I gave a speech today on the UCLA campus.  I was not speaking to young students, but rather, to a group of about 30 or so professionals.  My topic was the Founding Fathers and afterwards a gentleman from that group approached me and asked me what I would consider to be some of the better biographies that touch on the Founders.

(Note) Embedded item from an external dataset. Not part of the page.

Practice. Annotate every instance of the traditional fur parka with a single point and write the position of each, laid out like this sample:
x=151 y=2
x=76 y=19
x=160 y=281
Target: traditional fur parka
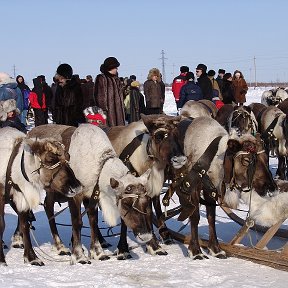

I’ve read quite a few the last several years, some fair, some not so engaging, but most reasonably good.  Here is a quick list of the better volumes for those of you who may be interested.

For Benjamin Franklin:

  • The Autobiography of Benjamin Franklin by Benjamin Franklin
  • Benjamin Franklin: An American Life by Walter Isaacson

For George Washington:

  • Washington: A Life by Ron Chernow
  • 1776 by David McCullough
  • His Excellency by Joseph J. Ellis
  • Washington’s Crossing by David Hackett Fischer
  • George Washington on Leadership by Richard Brookhiser
  • George Washington the First President by James MacGregor Burns & Susan Dunn

For John Adams:

  • John Adams by David McCullough
  • John Adams: A Life by John Ferling

For Thomas Jefferson:

  • Jefferson’s Demons by Michael Knox Beran
  • American Sphinx: The Character of Thomas Jefferson by Joseph J. Ellis

For James Madison:

  • James Madison: The Fourth President by Garry Wills
  • James Madison and the Making of America by Kevin Gutzman
  • James Madison by Sydney Howard Gay
  • James Madison and the Creation of the American Republic by Jack Rakove

For Alexander Hamilton:

  • Alexander Hamilton by Ron Chernow
  • Alexander Hamilton, American by Richard Brookhiser
  • Alexander Hamilton: A Life by Willard Sterne Randall

 That should keep everybody busy as it’s kept me for the past several years.